1.3. Beakers and laboratory flasks

Beakers (or laboratory beakers) are simple cylindrical vessels with a flat bottom, typically used for the preparation and short-term storage of solutions and liquids (Figure 1.4). Nominal volumes of beakers vary between a few millilitres and several litres. Beakers are usually made of glass or plastics and are graduated, aiding the estimation of the actual volume of the sample. However, precise volumetric measurements are not possible with beakers. Beakers made of heat-shock resistant borosilicate glass are suitable for the heating or boiling of solutions by using a Bunsen burner.

Glass and plastic beakers of different size

Figure 1.4. Glass and plastic beakers of different size.
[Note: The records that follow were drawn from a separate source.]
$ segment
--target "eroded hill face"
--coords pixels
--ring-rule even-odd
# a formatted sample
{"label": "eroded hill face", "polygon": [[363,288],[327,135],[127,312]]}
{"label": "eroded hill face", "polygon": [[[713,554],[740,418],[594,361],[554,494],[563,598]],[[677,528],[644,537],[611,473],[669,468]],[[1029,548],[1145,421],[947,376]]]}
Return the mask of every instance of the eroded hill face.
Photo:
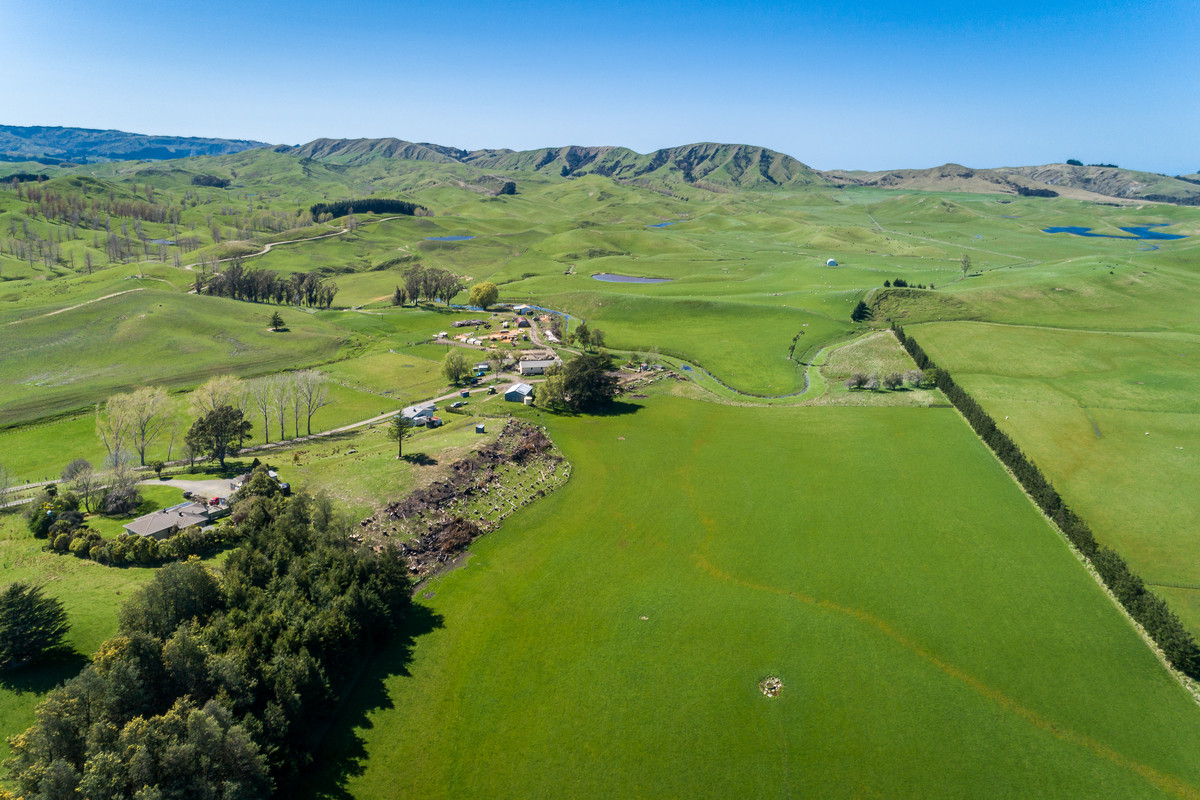
{"label": "eroded hill face", "polygon": [[961,164],[943,164],[930,169],[831,170],[821,174],[840,186],[1200,205],[1200,183],[1119,167],[1046,164],[973,169]]}
{"label": "eroded hill face", "polygon": [[1200,185],[1153,172],[1070,164],[1008,167],[997,172],[1028,178],[1055,188],[1083,189],[1108,197],[1200,205]]}
{"label": "eroded hill face", "polygon": [[524,151],[467,151],[400,139],[317,139],[276,151],[351,166],[379,159],[459,163],[484,170],[536,172],[554,177],[602,175],[650,184],[689,184],[717,191],[829,185],[818,172],[783,153],[753,145],[713,142],[681,145],[644,155],[627,147],[575,145]]}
A variety of flasks are widely used in laboratories, mainly for the storage and preparation of solutions. Some flasks are used with silicone or rubber stoppers, some have standard taper joints equipped with glass stoppers that fit tightly into the opening. Other flasks can be sealed by using a piece of parafilm. Nominal volumes of flasks typically vary between 50 millilitres and several litres. Like beakers, laboratory flasks can be made of glass or plastics. Precise volumetric measurements can only be performed by using volumetric flasks; however, this special subtype is rarely used in biochemical laboratories. The most commonly used flask is the so-called Erlenmeyer flask (also known as conical flask) (Figure 1.5), which has a conical body, a wide and flat bottom and a narrow neck. It is especially suitable for growing bacterial (or eukaryotic) cells in nutrient liquid media inside an incubator at a controlled temperature (Figure 1.5, panel B). Incubators provide continuous shaking of cultures to prevent sedimentation of cells and facilitate gas exchange (oxygen is required for efficient growth), also supported by the shape of the Erlenmeyer flask. (The surface of the liquid is relatively large due to the wide bottom of the Erlenmeyer flask.) The wide and flat bottom also helps in fixing the flasks into the holders of the plate of the incubator, while the narrow neck prevents the culture from spilling out. Openings are covered by a piece of aluminium foil allowing gas exchange while keeping out dust, other bacteria or spores from the environment.

Erlenmeyer flasks for bacterial cell culture

Figure 1.5. A, Erlenmeyer flasks. B, E. coli bacteria growing in Erlenmeyer flasks.